Caractériser des individus par une identité collective (nationale, religieuse, raciale, familiale) masque en définitive des privilèges et des discriminations qu’on n’ose pas reconnaître officiellement. Ce réflexe identitaire nourrit l’intolérance, génère des conflits à l’intérieur de la société et, sous le prétexte de les circonscrire, conduit finalement à l’autoritarisme et parfois aux guerres pour préserver et accaparer les ressources naturelles : On en vit actuellement quelques exemples assez caricaturaux.

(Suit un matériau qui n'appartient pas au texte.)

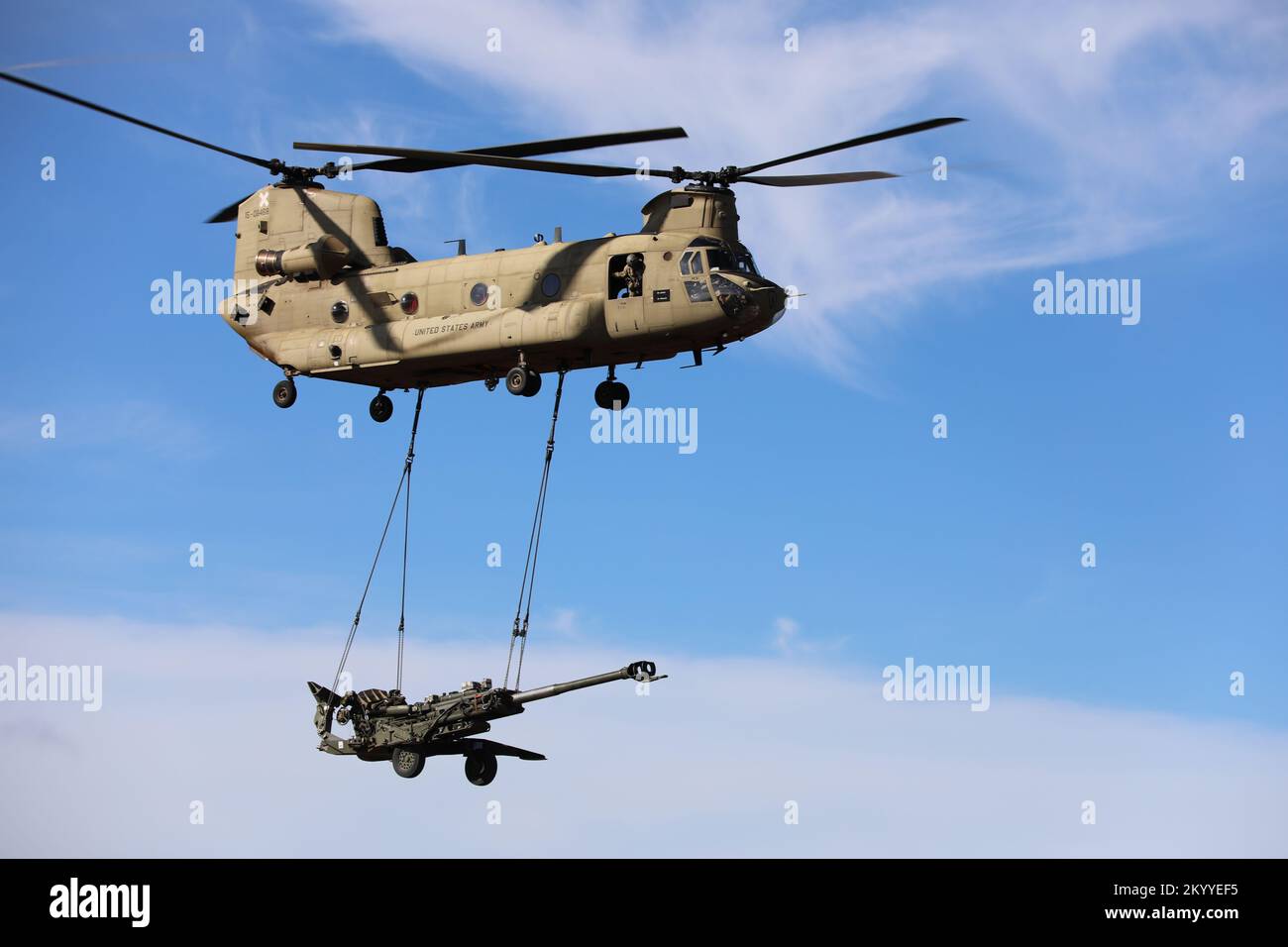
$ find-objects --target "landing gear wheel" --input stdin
[389,746,425,780]
[523,368,541,398]
[463,753,496,786]
[370,393,394,424]
[505,366,531,394]
[273,378,295,407]
[595,380,631,411]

Les conservateurs veulent embrasser la liberté sur une joue et la protection économique de l’État sur l’autre joue, en feignant d’ignorer qu’elles ne se trouvent jamais que sur un même visage.
 
Ainsi, « Trompe-le-clown » n’est-il pas une dégénérescence du conservatisme, mais son expression la plus décomplexée.
Il adapte en permanence sa politique en fonction des intérêts du moment de groupes qui le soutiennent en échange de sa protection.

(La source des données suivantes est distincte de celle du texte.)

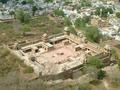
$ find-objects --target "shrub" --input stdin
[97,70,105,80]
[87,57,104,68]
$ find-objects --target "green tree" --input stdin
[97,70,105,80]
[26,0,34,4]
[54,9,65,17]
[80,0,92,7]
[87,57,104,68]
[95,7,113,18]
[85,27,102,43]
[116,12,120,18]
[75,17,90,28]
[44,0,54,3]
[64,17,72,26]
[0,0,9,3]
[32,6,38,16]
[16,10,31,23]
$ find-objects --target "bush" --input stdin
[116,12,120,18]
[23,66,34,73]
[97,70,105,80]
[87,57,104,69]
[75,17,90,28]
[54,9,65,17]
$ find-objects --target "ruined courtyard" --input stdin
[8,27,109,79]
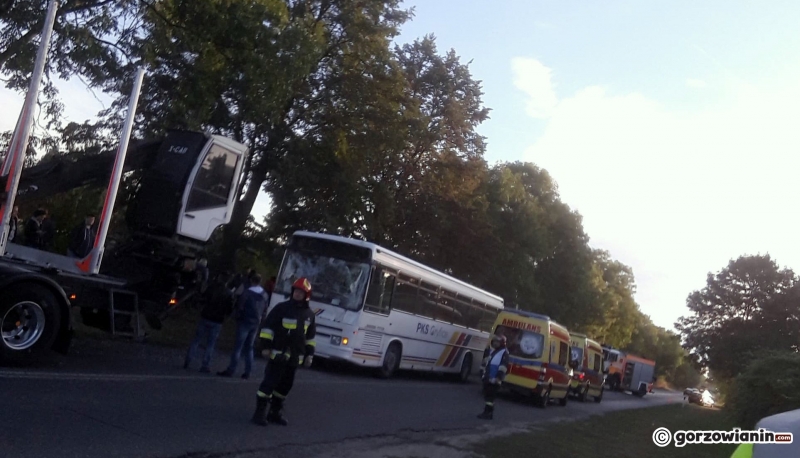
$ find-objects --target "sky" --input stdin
[0,0,800,329]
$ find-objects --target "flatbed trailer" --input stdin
[0,0,248,362]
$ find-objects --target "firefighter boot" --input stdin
[250,396,269,426]
[267,395,289,426]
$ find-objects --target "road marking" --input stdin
[0,370,469,389]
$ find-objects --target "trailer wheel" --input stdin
[0,283,61,361]
[458,353,472,383]
[536,386,553,409]
[594,386,605,404]
[578,385,589,402]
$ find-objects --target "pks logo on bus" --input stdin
[417,323,447,339]
[503,318,542,333]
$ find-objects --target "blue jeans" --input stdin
[227,322,258,375]
[186,318,222,369]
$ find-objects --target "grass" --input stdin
[475,404,736,458]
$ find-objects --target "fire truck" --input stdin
[0,0,247,362]
[602,345,656,397]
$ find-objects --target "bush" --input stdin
[727,353,800,428]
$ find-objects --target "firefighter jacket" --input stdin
[483,348,508,382]
[259,300,316,366]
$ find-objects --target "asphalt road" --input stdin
[0,341,682,458]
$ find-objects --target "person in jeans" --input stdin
[217,274,267,380]
[183,274,233,373]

Beaucoup de commentateurs se sont alors engouffrés dans cette brèche pour considérer qu’extrême droâte et libéralisme constituaient les deux faces d’une même médaille : En s’appuyant sur l’exemple de « Or-Bahn » en Hongrie, ils développent alors la thèse d’un « libéralisme autoritaire », voire dictatorial, qui s’appliquerait aujourd’hui aux États-Unis.

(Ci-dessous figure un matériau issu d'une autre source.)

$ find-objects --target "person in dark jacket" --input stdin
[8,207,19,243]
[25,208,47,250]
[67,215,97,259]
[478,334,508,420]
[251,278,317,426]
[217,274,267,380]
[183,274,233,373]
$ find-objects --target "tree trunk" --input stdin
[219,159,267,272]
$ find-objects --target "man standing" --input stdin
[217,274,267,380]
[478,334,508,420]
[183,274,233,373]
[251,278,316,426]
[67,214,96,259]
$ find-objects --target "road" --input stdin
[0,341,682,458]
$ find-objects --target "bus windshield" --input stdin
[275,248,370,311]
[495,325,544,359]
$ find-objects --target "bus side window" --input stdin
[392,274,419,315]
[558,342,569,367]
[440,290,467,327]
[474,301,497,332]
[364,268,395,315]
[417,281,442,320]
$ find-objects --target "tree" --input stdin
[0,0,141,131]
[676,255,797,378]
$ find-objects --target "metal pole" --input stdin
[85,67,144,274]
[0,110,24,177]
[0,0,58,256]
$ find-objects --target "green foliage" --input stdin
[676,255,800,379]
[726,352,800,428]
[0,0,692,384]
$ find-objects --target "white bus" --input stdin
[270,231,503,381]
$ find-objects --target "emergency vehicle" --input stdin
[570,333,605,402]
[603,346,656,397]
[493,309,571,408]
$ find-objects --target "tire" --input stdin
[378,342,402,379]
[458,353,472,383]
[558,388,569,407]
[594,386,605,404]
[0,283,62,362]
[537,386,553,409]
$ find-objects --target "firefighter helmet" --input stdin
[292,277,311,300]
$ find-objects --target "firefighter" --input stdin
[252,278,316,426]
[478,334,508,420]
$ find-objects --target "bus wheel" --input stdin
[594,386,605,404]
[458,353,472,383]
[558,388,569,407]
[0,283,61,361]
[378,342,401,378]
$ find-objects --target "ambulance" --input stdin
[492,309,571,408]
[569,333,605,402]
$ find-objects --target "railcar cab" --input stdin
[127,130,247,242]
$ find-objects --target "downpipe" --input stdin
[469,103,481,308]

C’est l’idée du « despote-éclairé ».
Mais, pas de chance, cette thèse s’est vue confortée par les récentes déclarations antidémocratiques des autoproclamés libertariens de la tech, comme les « Péteur-T’il », « Élan-Must », ou encore le PDG d’Oracle.
Forcément, les uns et les autres pressentent que leur âge d’or est derrière eux, le plus atteint étant « Must » qui persiste à lever toujours plus d’argent avant de sombrer…
 
Pour l’avenir et la crédibilité du libéralisme, il est très important de démasquer ces associations fallacieuses propagées par des trafiquants de concepts qui surfent sur la crise des savoirs et la crédulité des esprits. Il ne faut pas tomber dans le piège de cette mythologie contemporaine d’un supermarché libéral, où chacun pourrait se servir de ce qu’il veut, au gré de ses intérêts et préjugés.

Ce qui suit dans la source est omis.